Tuesday, June 27, 2006

Granddad blogging: Tuition

Last week in granddad blogging, my grandfather told an old family ghost story. Now he describes how he went to college and paid for his first year.

My mother and daddy didn’t want me to farm, because they had such a rough go of it. They wanted me to do something else, I don’t know if they didn’t think I could. I don’t know what they thought. But anyway... and I wanted to go to college, too. I went over to Murfreesboro to try to get a football scholarship. I played football in high school. I wasn’t very good, but I didn’t know I wasn’t. But anyway the boy I went with, that Murfreesboro did want decided he wasn’t gonna go, so they had no more interest in me.

I had taken agriculture in high school, and the agriculture agent came by and he and my daddy were talking about college and said that if was gonna go to school I was just as well to go to the best one. My daddy wanted to know what that was. And the man said the University of Tennessee.

I don’t think either one of us had heard of the University of Tennessee at that particular time. So I went on up there, the only thing is I didn’t have any money. I think I had saved thirty dollars from a black sheep that was mine. I got the wool and I got the lambs. I accumulated thirty dollars. And I had a pony that I had ridden to school for a long, long time, and I sold him for thirty dollars. That made sixty. And I reckon my mother and daddy gave me forty. Anyway I headed to UT with a 100 dollars, that had to be room and board and tuition, books, clothes, everything. I hitchhiked up there. I hitchiked home at Thanksgiving and I hitch hiked back home at Christmas.

Uncle Ben didn’t want me to go to college. And he had a pretty good sized farm, it’s where his son lives now. But he had thirteen acres across the creek and he told me that if I wouldn’t go to college, he’d give me that thirteen acres to start a farm with and that I’d be better off farming than I would going to college. He mighta been right, I don’t know. But anyway that wasn’t what I wanted, and my mother and daddy did neither. So I managed to go to college.

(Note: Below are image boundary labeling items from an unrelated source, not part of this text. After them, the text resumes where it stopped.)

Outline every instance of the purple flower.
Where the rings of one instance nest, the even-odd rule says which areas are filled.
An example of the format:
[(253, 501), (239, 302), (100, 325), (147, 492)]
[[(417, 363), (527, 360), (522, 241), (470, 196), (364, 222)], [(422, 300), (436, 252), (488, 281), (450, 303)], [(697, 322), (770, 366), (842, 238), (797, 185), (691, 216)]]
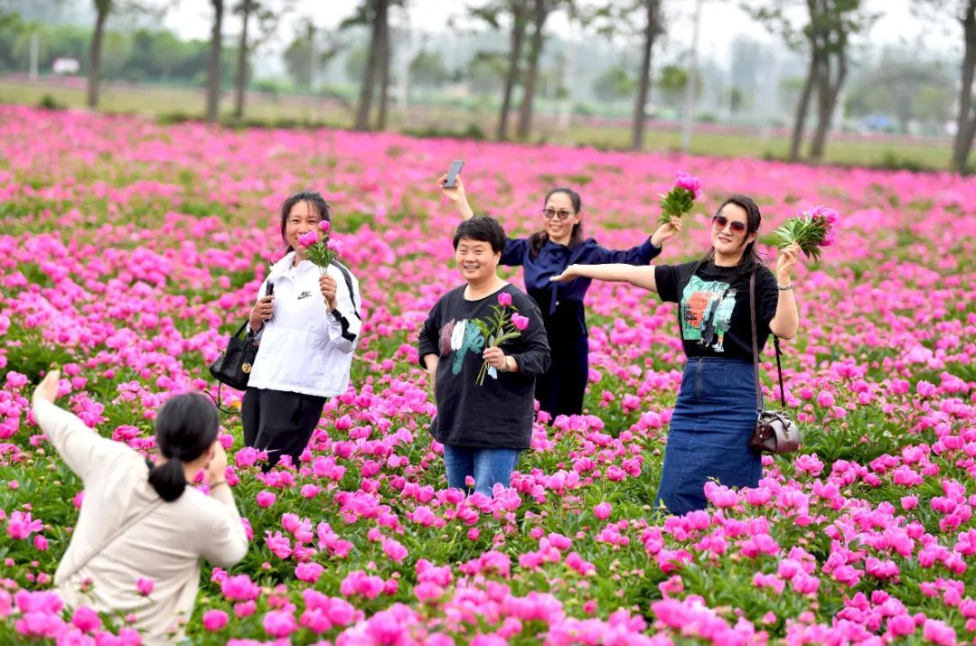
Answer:
[(829, 206), (813, 207), (813, 209), (810, 210), (810, 216), (813, 218), (820, 218), (828, 224), (834, 224), (835, 222), (837, 222), (837, 219), (840, 217), (837, 214), (836, 209), (832, 209)]
[(318, 242), (317, 231), (308, 231), (307, 233), (303, 233), (299, 236), (299, 244), (303, 247), (311, 247), (316, 242)]
[(693, 178), (687, 173), (678, 173), (674, 177), (674, 187), (684, 188), (694, 194), (696, 200), (702, 196), (702, 182), (698, 181), (698, 178)]

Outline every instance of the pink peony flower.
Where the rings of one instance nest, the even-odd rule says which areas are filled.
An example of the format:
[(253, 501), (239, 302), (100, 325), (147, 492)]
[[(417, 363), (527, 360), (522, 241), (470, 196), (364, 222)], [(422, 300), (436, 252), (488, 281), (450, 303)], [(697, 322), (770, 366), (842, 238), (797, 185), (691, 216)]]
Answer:
[(223, 610), (208, 610), (203, 614), (203, 627), (214, 632), (227, 625), (227, 614)]
[(613, 507), (610, 505), (609, 503), (600, 503), (599, 505), (593, 507), (593, 515), (599, 518), (600, 520), (606, 520), (607, 518), (610, 517), (610, 512), (612, 510)]
[(684, 188), (692, 193), (696, 200), (702, 197), (702, 182), (688, 173), (678, 173), (674, 176), (674, 187)]
[(512, 314), (511, 324), (515, 326), (515, 329), (518, 331), (525, 330), (527, 327), (529, 327), (529, 317), (522, 316), (521, 314)]
[(305, 248), (311, 247), (316, 242), (318, 242), (317, 231), (308, 231), (299, 236), (299, 244), (302, 245), (303, 247)]

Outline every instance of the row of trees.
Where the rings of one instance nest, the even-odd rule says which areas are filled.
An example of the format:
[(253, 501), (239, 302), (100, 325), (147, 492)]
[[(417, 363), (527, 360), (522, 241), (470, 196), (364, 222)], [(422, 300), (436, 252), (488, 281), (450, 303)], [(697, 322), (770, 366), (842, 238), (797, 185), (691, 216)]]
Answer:
[[(405, 0), (399, 0), (403, 2)], [(361, 20), (372, 24), (370, 64), (364, 75), (363, 94), (357, 111), (356, 127), (369, 127), (372, 87), (380, 77), (380, 119), (384, 127), (386, 110), (385, 83), (388, 79), (389, 37), (388, 11), (397, 0), (364, 0)], [(866, 34), (879, 17), (868, 11), (864, 0), (745, 0), (744, 7), (770, 31), (782, 37), (791, 49), (806, 57), (807, 70), (795, 106), (790, 159), (805, 158), (820, 162), (836, 113), (841, 89), (848, 79), (851, 51), (858, 36)], [(795, 9), (805, 9), (796, 20)], [(951, 17), (963, 31), (963, 60), (959, 75), (957, 129), (953, 146), (952, 170), (966, 170), (973, 139), (976, 136), (976, 109), (973, 92), (976, 77), (976, 0), (918, 0), (913, 8), (920, 18)], [(540, 55), (545, 43), (547, 20), (556, 11), (565, 11), (582, 27), (603, 36), (636, 40), (640, 44), (637, 92), (633, 103), (631, 147), (643, 147), (646, 105), (651, 84), (654, 46), (667, 33), (668, 20), (663, 0), (483, 0), (470, 8), (472, 17), (493, 29), (508, 28), (508, 69), (502, 94), (496, 136), (509, 136), (510, 113), (514, 109), (514, 88), (521, 84), (521, 102), (515, 135), (527, 139), (532, 130), (533, 99), (539, 79)], [(677, 70), (680, 71), (680, 70)], [(683, 81), (686, 83), (686, 80)], [(692, 84), (693, 87), (694, 84)], [(816, 125), (806, 154), (805, 127), (811, 108)]]
[[(88, 55), (88, 104), (99, 103), (102, 59), (105, 45), (105, 23), (113, 13), (141, 11), (163, 12), (173, 0), (92, 0), (96, 20)], [(294, 0), (210, 0), (213, 10), (211, 38), (207, 54), (206, 118), (216, 121), (220, 111), (222, 80), (226, 72), (224, 20), (233, 13), (240, 18), (241, 29), (233, 54), (236, 56), (234, 78), (236, 97), (234, 114), (243, 115), (248, 77), (248, 57), (263, 39), (273, 33), (277, 20), (291, 11)], [(393, 40), (390, 13), (402, 10), (410, 0), (360, 0), (356, 11), (341, 24), (341, 29), (362, 26), (368, 29), (369, 46), (363, 65), (359, 99), (355, 113), (358, 130), (385, 129), (390, 100), (390, 63)], [(807, 61), (806, 74), (795, 105), (790, 158), (819, 162), (824, 156), (828, 134), (836, 113), (837, 102), (848, 80), (852, 48), (857, 38), (866, 34), (877, 15), (866, 9), (865, 0), (743, 0), (743, 6), (770, 31)], [(957, 130), (954, 141), (952, 169), (965, 171), (973, 138), (976, 136), (976, 108), (973, 91), (976, 78), (976, 0), (917, 0), (914, 10), (920, 18), (958, 21), (963, 32), (963, 58), (956, 114)], [(546, 28), (553, 14), (564, 12), (585, 33), (626, 39), (639, 44), (640, 58), (633, 99), (631, 146), (641, 149), (647, 121), (646, 106), (652, 84), (651, 68), (655, 45), (666, 34), (677, 42), (684, 34), (669, 34), (665, 0), (472, 0), (468, 6), (470, 18), (496, 31), (507, 32), (507, 47), (483, 58), (482, 61), (504, 61), (501, 107), (496, 136), (510, 137), (512, 113), (517, 110), (515, 137), (527, 140), (532, 133), (534, 99), (540, 82), (540, 61), (546, 43)], [(802, 19), (796, 18), (802, 8)], [(307, 23), (308, 43), (314, 47), (314, 27)], [(317, 53), (327, 60), (344, 45), (335, 41)], [(294, 53), (297, 55), (297, 53)], [(288, 57), (286, 52), (286, 57)], [(0, 51), (2, 57), (2, 51)], [(491, 58), (495, 57), (495, 58)], [(309, 66), (315, 56), (309, 57)], [(477, 62), (477, 61), (476, 61)], [(679, 68), (671, 70), (681, 72)], [(312, 72), (309, 69), (309, 77)], [(612, 80), (612, 79), (611, 79)], [(674, 79), (672, 79), (674, 80)], [(684, 81), (683, 81), (684, 82)], [(691, 84), (692, 87), (694, 84)], [(516, 95), (516, 89), (521, 92)], [(516, 96), (520, 101), (516, 105)], [(816, 125), (804, 153), (808, 113), (815, 112)]]

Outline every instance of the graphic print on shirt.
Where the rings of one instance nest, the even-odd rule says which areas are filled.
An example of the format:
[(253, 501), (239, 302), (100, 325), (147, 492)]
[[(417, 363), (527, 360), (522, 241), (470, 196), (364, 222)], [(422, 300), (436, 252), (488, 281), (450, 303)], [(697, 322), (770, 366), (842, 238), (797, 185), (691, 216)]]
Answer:
[(681, 294), (681, 338), (724, 351), (722, 342), (732, 322), (735, 295), (724, 281), (692, 276)]
[[(467, 318), (460, 321), (452, 319), (440, 329), (438, 346), (442, 358), (446, 358), (451, 352), (455, 353), (451, 360), (451, 374), (460, 375), (465, 356), (468, 352), (481, 356), (485, 347), (485, 338), (477, 326), (471, 325)], [(498, 372), (494, 368), (488, 369), (488, 375), (492, 379), (498, 379)]]

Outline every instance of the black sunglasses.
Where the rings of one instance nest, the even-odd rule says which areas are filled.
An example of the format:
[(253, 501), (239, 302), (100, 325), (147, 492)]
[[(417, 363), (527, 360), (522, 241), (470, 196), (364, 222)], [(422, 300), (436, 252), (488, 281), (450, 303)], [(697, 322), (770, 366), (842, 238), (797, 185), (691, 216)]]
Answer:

I had a hundred dollars when I started to college the first year. And that was to pay my tuition, my books, my room and board and everything else. Well, I got a job firing furnaces to get a place to stay free. I got a job workin’ in a greasy spoon, a restaurant, to get some meals. And I got a job working out at the farm for twenty-five or thirty cents and hour, I’ve forgotten which. It was a National Youth Act, one of Roosevelt’s government programs.Fort Sanders garden
The house where my grandfather stoked the furnace

And I just barely made it through, and came home that quarter and had no money at all. And no way of getting any, ‘cause I’d sold my pony and sheep and things I had to get the first hundred dollars together. I didn’t have anything else left. And I didn’t know how much my daddy could or couldn’t have given me. I don’t think he could have given me a hundred dollars.

But he and Uncle Ben talked and Uncle Ben said “Looks like he’s gonna go. So here’s fifty dollars Neal for him to go next quarter.” I reckon my daddy had fifty dollars, I don’t know, anyway. I just went a quarter at a time. Just went a quarter at a time. But then my daddy started working on the tobacco floor in Gallatin. Five dollars a day, big money.